Episodio 4: 1/2/2010
Semifinali: Ghana – Nigeria 1-0; Algeria – Egitto 0-4
Finale terzo posto: Nigeria – Algeria 1-0
Finale: Ghana – Egitto 0-1
La CAN 2010 è finita. L’Egitto è campione per la terza volta consecutiva, nessuno l’aveva mai fatto, in totale 7 coppe vinte. Vince ancora una squadra nord-africana e non una dell’Africa nera. Un’altra delusione per gli angolani, in fondo loro tifavano per la squadra sub sahariana. Le stelle delle grandi squadre europee erano assenti dalla finale (e anche dalle semifinali): forse la Coppa nell’anno dei mondiali ha meno appeal, infatti ha vinto una squadra che al mondiale non andrà .
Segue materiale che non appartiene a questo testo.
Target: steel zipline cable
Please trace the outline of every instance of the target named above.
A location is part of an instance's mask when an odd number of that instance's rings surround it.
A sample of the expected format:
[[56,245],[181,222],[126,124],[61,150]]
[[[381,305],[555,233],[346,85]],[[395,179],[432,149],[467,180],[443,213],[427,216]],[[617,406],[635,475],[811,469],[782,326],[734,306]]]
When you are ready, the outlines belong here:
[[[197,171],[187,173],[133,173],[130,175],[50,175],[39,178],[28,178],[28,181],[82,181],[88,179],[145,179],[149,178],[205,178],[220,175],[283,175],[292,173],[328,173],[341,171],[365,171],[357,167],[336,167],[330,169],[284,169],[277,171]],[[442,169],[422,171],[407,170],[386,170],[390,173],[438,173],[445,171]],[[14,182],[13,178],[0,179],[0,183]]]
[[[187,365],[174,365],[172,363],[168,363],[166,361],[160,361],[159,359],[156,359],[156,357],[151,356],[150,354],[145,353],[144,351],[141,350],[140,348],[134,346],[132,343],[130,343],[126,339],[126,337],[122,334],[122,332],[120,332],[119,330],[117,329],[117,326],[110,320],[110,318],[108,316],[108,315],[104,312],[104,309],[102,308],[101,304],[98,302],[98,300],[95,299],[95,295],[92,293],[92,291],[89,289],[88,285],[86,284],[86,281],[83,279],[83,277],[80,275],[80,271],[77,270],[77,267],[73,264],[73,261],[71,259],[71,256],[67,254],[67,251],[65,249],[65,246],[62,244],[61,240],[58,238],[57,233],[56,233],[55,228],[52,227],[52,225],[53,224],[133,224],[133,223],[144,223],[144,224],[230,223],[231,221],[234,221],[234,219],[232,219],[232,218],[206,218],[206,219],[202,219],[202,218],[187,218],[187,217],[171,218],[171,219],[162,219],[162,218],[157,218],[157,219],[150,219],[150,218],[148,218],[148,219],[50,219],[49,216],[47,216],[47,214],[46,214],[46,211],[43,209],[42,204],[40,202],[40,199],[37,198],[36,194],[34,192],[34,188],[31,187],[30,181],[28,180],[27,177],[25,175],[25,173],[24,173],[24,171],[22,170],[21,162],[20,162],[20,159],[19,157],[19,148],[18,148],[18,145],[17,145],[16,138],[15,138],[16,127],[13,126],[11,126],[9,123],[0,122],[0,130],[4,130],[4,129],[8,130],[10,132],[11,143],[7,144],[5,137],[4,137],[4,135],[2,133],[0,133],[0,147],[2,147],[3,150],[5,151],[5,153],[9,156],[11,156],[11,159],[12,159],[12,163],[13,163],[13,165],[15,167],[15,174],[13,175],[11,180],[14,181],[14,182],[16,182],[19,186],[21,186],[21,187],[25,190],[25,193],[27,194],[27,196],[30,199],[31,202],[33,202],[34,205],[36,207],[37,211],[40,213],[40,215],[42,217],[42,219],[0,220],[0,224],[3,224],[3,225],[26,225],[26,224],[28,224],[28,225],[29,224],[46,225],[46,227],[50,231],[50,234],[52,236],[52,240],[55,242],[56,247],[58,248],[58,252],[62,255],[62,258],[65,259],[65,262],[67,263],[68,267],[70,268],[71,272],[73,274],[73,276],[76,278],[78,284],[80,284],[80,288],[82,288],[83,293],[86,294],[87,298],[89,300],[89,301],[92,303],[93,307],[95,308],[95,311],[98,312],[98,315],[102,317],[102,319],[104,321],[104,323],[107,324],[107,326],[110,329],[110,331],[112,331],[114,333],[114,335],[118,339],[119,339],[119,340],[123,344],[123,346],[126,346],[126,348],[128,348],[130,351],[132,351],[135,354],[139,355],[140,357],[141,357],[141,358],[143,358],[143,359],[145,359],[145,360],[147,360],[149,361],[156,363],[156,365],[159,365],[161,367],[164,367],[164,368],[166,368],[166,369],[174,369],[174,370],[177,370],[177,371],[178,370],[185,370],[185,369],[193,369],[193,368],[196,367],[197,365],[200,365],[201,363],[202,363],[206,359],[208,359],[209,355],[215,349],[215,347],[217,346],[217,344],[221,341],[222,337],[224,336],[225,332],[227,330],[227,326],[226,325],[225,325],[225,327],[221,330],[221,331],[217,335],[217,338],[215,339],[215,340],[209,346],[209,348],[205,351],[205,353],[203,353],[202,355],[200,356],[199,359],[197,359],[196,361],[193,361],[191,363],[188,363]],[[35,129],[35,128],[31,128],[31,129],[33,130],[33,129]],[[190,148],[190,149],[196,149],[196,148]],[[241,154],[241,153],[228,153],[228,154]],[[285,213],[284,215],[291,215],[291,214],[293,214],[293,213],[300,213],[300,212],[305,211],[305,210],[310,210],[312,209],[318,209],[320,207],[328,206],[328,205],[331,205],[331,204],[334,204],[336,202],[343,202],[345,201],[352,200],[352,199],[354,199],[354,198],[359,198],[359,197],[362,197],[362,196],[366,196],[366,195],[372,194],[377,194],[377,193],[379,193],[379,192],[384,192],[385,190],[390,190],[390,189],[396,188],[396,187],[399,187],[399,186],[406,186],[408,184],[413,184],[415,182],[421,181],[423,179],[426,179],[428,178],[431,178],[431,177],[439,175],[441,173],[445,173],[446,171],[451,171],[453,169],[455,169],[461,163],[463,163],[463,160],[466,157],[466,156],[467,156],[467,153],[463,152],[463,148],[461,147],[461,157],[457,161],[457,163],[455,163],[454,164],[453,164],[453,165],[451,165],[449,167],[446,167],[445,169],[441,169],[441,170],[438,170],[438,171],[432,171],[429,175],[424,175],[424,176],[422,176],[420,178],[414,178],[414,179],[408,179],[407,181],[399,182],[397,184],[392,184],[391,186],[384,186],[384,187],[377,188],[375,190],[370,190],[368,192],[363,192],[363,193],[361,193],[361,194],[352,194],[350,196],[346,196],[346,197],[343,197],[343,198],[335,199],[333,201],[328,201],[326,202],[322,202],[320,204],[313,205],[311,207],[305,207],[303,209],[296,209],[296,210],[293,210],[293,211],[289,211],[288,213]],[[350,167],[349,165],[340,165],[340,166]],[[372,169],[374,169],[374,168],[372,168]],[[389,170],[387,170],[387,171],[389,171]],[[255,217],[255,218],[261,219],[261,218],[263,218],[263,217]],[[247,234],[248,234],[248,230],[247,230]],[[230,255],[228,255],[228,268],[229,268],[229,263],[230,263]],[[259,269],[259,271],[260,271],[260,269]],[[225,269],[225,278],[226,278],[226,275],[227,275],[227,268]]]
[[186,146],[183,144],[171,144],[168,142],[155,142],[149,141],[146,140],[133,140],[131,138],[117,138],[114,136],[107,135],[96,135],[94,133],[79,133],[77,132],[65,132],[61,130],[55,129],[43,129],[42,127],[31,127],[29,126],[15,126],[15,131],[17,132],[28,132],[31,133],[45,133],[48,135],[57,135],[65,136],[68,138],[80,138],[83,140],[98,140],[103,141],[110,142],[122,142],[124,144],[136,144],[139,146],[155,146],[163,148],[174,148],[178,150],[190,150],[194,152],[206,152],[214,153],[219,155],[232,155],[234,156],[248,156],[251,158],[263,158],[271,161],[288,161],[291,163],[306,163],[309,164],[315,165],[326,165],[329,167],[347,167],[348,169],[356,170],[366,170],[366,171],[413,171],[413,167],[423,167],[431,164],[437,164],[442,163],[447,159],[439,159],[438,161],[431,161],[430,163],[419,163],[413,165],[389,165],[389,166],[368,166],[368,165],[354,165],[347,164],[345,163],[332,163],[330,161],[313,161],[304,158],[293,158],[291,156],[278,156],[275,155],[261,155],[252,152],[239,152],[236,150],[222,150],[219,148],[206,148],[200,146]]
La finale è stata un bello spettacolo. Egitto e Ghana probabilmente sono effettivamente state le migliori squadre della Coppa d’Africa, e la cornice di pubblico è stata all’altezza di una finale, di un grande evento. La città di Luanda era coinvolta e sconvolta. Tutti parlavano della finale, di dove vederla, di come recuperare i biglietti. I biglietti giravano ovunque: nelle compagnie straniere, nelle ambasciate, nei caffé e nelle strade.
L’Angola ha fatto una buona figura. Ha ricevuto i complimenti di tutte le istituzioni coinvolte, l’organizzazione è stata all’altezza nonostante l’attentato al pullman del Togo a due giorni dall’inizio avesse lasciato presagire una situazione piu calda e difficile. Gli angolani hanno partecipato con il cuore, la loro nazionale non ha raggiunto grandi risultati, ma nemmeno ha sfigurato. Le infrastrutture hanno retto, lo stadio di Luanda era accessibile (ci si doveva muovere con molto anticipo, ma non si sa se piu per paura o per effettiva necessità ). Ieri la città era mobilitata per la partita, c’era una quantità di soldati per le strade come mai ne avevo visti, sono rimasto un po’ impressionato dalla quantità di soldati armati. Si sa, del resto, che la sicurezza è un’ossessione e non è facile da mantenere.
Sabato invece mi è capitato di partecipare ad una manifestazione per celebrare il 434 anniversario della fondazione della Città di Luanda, organizzata da una associazione per la difesa dell’anima della cità (in sostanza anti speculazione edilizia). Una bella iniziativa, semplice ma con spunti interessanti, tra cui la geniale idea di mettersi di fronte all’Hotel dove alloggiava l’Egitto, in modo da essere notati da varie televisioni locali e internazionali; fa piacere vedere ancora qualcuno che cerca di recuperare tradizioni e storia, in questo paese proiettato verso il futuro e l’ipersviluppo.
Ultima considerazione, importante: durante la CAN è stata approvata la nuova costituzione dell’Angola. Sicuramente la scelta di arrivare alle votazioni definitive (cui per protesta il principale partito di opposizione non ha votato) durante la coppa non ha favorito la diffusione della notizia. Pare che questa nuova costituzione permetterà all’attuale presidente di restare in carica ancora altri 10 anni (è lì già da 30): intanto lui si godeva tutte le partite che si sono giocate a Luanda. Non se ne è persa una.
Oggi sono ricominciate le scuole a Luanda, tra poco ricomincerà il Girabola, il campionato locale (favorito il Petro de Luanda). L’estate è finita, si ritorna alla vita normale per questo paese, sulla difficile strada verso uno sviluppo che speriamo sostenibile e rispettoso dei diritti umani. Speriamo.